Published: 03rd August 2012 08:22 AM  |   Last Updated: 03rd August 2012 09:28 AM   |  A+A-

Valvil-Ori-Fest

He is the one king who is both revered and feared. Revered for his glorious rule and feared because of a superstition that he could unseat those in high positions, Valvil Ori, who ruled the Kolli Hills and is hailed for his magnanimity and expertise in archery, is remembered every year during the festival organised in his name by the State Government. 

Yet, on Thursday when it came to garlanding his statue none of the senior Government officials, including Collector J Kumaragurbaran chose to do the honours. Even politicians, who would normally love to pose while garlanding statues, were not to be seen in the vicinity.
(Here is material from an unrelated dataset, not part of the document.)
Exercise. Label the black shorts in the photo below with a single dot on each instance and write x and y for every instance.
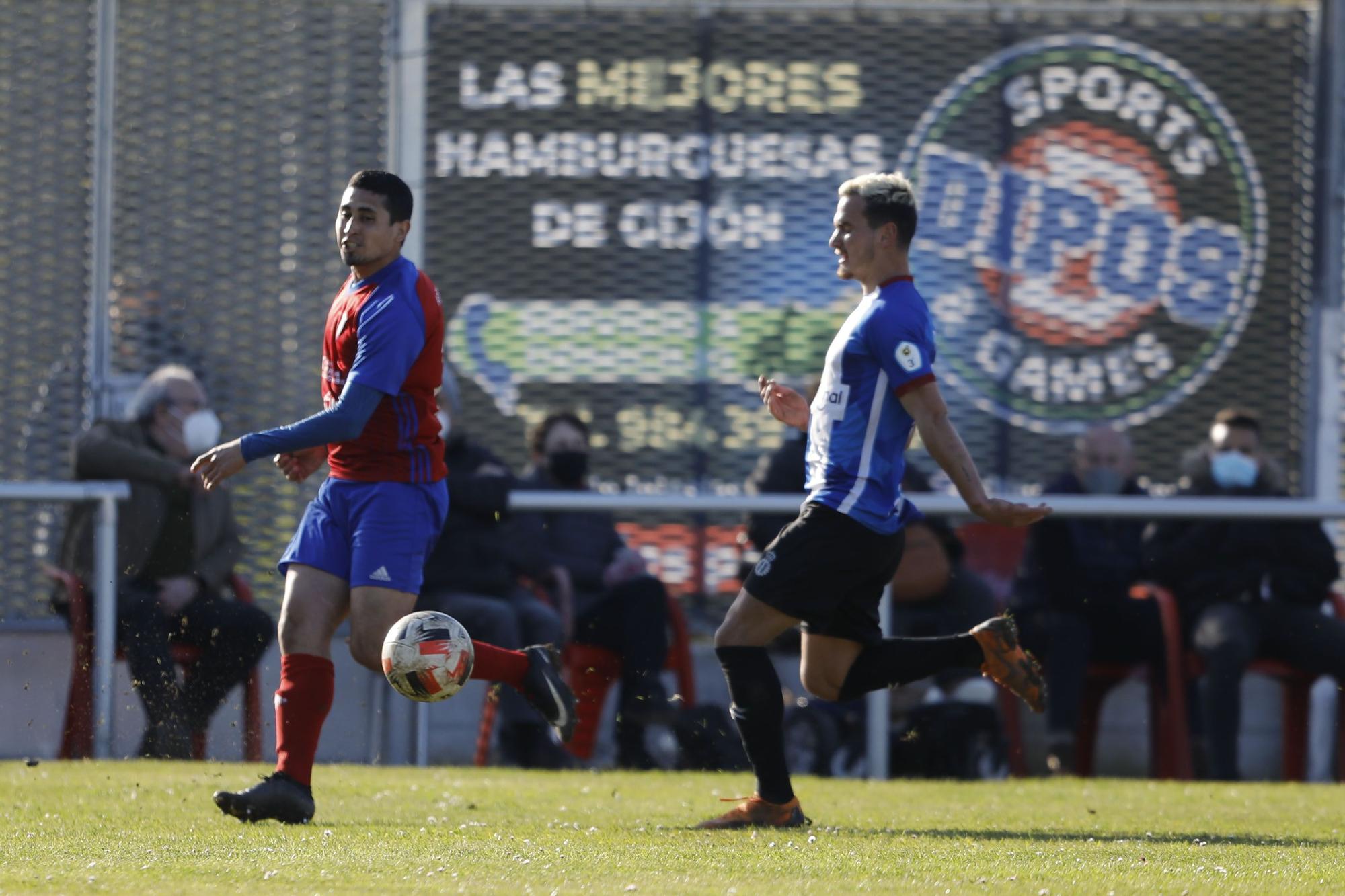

Curiously, Industries Minister P Thangamani and Legislative Assembly Deputy Speaker P Dhanapal, whose names were printed on the official invitation, stayed away from the function for various reasons.

Instead two officer assistants working at the local Panchayat Union office were allowed to hog the limelight by garlanding the tribal king’s statue. What apparently drives away politicians and officials is past instances which have come to be seen as proof of Ori’s ‘unseating prowess.’

Locals recall that the Karunanidhi Government was dismissed in 1976 barely a year after he had unveiled a statute of Ori in September 1975. In the subsequent elections he lost power and the DMK was out in political wilderness for 13 years.

Again in 1990 when the DMK veteran Veerapandi M Arumugam from the neighbouring Salem district visited Kolli Hills, where the statue is located, he lost his plum Local Administration portfolio. “Arunachalam, a minister in the MGR Cabinet was also said to have lost his position after paying a visit to the hills,” says K Kaliappan of Kolli hills.

Interestingly, two senior IAS officers, who accompanied Tourism Minister S Gokula Indira, on her recent visit to the hills were transferred from their respective positions lending credence to the ‘bad omen’ theory.

However officials refused to be drawn into the superstition controversy. One of them merely said that Minister Thangamani was away in Erode where he attended the festival organised in memory of Dheeran Chinnamalai.